How I designed Equity Bank's chatbot across WhatsApp, Messenger, and Telegram — reducing routine support queries by 30% for 21M+ customers.
Disclaimer: Some details in this case study may be vague to protect client IP under NDA.
EVA (Equity Virtual Assistant) is Equity Bank's AI-powered conversational banking platform. Instead of asking customers to download an app, log into a portal, or queue at a branch, EVA lives inside the messaging apps they already use every day.
EVA launched on WhatsApp, Facebook Messenger, and Telegram — giving Equity's millions of customers the ability to check balances, send money, buy airtime, access loans, pay bills, and raise support tickets through a chat interface, available 24/7.
"The question wasn't whether customers wanted to bank digitally. It was whether the bank was showing up where they already were."
When customers needed something simple — an account balance, a loan repayment status, a mini statement — the path was anything but simple. Call the hotline, wait on hold, navigate IVR menus, and eventually reach an agent just to ask something answerable in 10 seconds.
We didn't start by designing a chatbot. We started by trying to understand why customers were calling in the first place. The research phase involved analysing 3 months of call centre data (identifying the top 20 query types), 8 user interviews with diverse customer profiles, and a competitive teardown of 6 conversational banking implementations across Asia and Africa.
The top 5 query types — balance check, mini-statement, airtime purchase, loan status, bill payment — accounted for 67% of all inbound contacts. That defined our MVP scope clearly.
A chat interface sounds simple — it's just text, right?
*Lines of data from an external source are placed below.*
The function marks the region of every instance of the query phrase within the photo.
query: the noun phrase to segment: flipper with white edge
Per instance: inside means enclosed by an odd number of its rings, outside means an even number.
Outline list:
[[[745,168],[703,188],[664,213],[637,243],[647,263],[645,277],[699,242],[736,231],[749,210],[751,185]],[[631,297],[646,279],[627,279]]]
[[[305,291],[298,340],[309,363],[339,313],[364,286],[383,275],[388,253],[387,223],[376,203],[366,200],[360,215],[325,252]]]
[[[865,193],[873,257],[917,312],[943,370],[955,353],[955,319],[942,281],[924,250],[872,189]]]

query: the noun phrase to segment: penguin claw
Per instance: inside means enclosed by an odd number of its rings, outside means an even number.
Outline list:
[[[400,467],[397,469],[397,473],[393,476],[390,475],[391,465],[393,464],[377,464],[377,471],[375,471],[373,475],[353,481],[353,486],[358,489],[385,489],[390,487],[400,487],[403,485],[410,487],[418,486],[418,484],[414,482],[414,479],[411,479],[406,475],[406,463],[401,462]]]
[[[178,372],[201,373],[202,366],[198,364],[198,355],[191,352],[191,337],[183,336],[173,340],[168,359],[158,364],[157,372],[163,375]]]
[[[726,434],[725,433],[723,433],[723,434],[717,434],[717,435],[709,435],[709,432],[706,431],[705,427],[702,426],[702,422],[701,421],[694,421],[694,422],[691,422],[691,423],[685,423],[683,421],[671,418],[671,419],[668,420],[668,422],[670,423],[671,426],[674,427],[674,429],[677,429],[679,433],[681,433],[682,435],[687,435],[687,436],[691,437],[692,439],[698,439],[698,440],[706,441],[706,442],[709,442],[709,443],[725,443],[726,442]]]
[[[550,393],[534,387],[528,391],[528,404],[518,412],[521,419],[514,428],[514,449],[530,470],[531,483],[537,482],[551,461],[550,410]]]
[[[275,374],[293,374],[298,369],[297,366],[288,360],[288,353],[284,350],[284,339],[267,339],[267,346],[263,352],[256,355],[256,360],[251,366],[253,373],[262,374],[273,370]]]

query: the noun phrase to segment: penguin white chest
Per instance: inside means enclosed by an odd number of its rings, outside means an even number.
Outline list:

But the design work lives in the logic: the branching paths, the fallback states, the moments where the bot has to gracefully acknowledge it doesn't understand without making the customer feel lost.
I mapped out 47 distinct conversation flows, each with primary paths, error states, and graceful fallbacks. The cardinal rule: never leave a customer stuck. Every dead end has an escape — escalate to human agent, redirect to a branch, or offer a callback.
Invest more in onboarding discovery. Many users didn't know EVA existed until they called the hotline and were redirected. A proactive onboarding campaign — push notifications, in-app banners, SMS — would have driven adoption faster.
Build a feedback loop earlier. We didn't have a good way to capture when EVA failed until post-launch analytics. An in-conversation "Did that help?" prompt from day one would have surfaced failure patterns much faster.
Conversation design needs its own sprint track. Dialogue writing and UX design often happened in parallel but should have been more tightly coordinated — some inconsistencies in tone only surfaced during QA.